Staten Island District Attorney Michael McMahon said he does not plan to prosecute any officers he believes accidentally violated the city’s new “diaphragm law” which prevents cops from sitting, or kneeling on a suspect during take downs, claiming that the legislation “defies common sense.”
In a statement Friday, McMahon said he doesn’t intend to follow the letter of the law in cases where cops are accused of putting pressure on a defendant’s neck, back or chest, which could interrupt oxygen and blood flow.
If a cop unintentionally puts pressure on a suspect’s diaphragm during a struggle, McMahon said he wouldn’t prosecute. If it’s revealed that a cop purposely did so, then they could be charged with violating the diaphragm law, he said.
McMahon said the law is so open-ended that cops automatically face misdemeanor charges if they’re accused or recorded putting pressure on the suspect’s neck, back and chest as they try to subdue a subject, whether unintentionally or not.
“(It) actually defies common sense in the restrictions it places on police officers who we expect and need to respond to dangerous and critical life and death situations,” he said, adding that the law may be unconstitutional. “What it is doing is causing law enforcement to question how they can do basic functions of their job like make an arrest safely in this city.”
“That impact hurts every New Yorker and makes us all less safe — particularly as we have seen violent crime spike in recent weeks,” he said, imploring the city legislature to “repeal or fix the law as soon as possible.”
McMahon’s words come a day after NYPD Chief of Department Terence Monahan was caught on video claiming that all of the city’s district attorneys have agreed not to prosecute cops under the new law.
“We’ve got every D.A. come out and say they’re not going to charge that,” Chief Terence Monahan said at a Thursday morning CompStat meeting, at which department brass discussed how cops are afraid of making arrests for fear that they will run afoul of the new law.
“We can’t be afraid to do what we do.

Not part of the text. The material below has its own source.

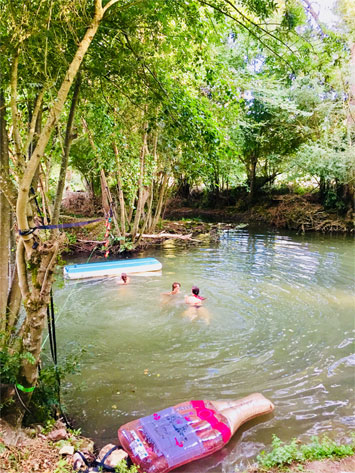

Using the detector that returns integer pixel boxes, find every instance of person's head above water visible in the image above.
[171,282,181,291]
[191,286,200,296]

We can’t walk away,” Monahan bellowed at the meeting.
The new reforms, inspired by the unrest over the death of George Floyd by cops in Minneapolis, also make it unlawful for NYPD cops to put suspects in a chokeholds, which are already banned in the department.
Floyd died after a Minneapolis cop kneeled on his neck for more than seven minutes.
The city’s new law has brought pushback from police departments outside the city. Yonkers city police and the Westchester, Nassau and Suffolk county police departments have directed officers not to take enforcement action in the five boroughs, fearing they could get into legal trouble.
Asked for comment, Manhattan District Attorney Cyrus Vance’s spokesman pointed to a statement Vance made on NY1 saying the city law likely won’t survive legal challenges, partly because it’s pre-empted by the state’s chokehold ban, which doesn’t include the city law’s language meant to stop cops from blocking a suspect’s diaphragm.
“Certainly there are going to be challenges regarding the ambiguity” between the city and state laws, Vance said July 8 on Inside City Hall. The remaining city DAs did not return comment Thursday night.
Monahan’s comments drew a stiff retort from Councilman Rory Lancman (D-Queens) who drafted the new legislation
“I don’t know what’s worse — a roomful of NYPD commanders admitting that up until now no one has taken seriously the Department’s own Patrol Guide, or the Chief of Department telling cops to ignore the law because he thinks District Attorneys won’t enforce it,” said Lancman.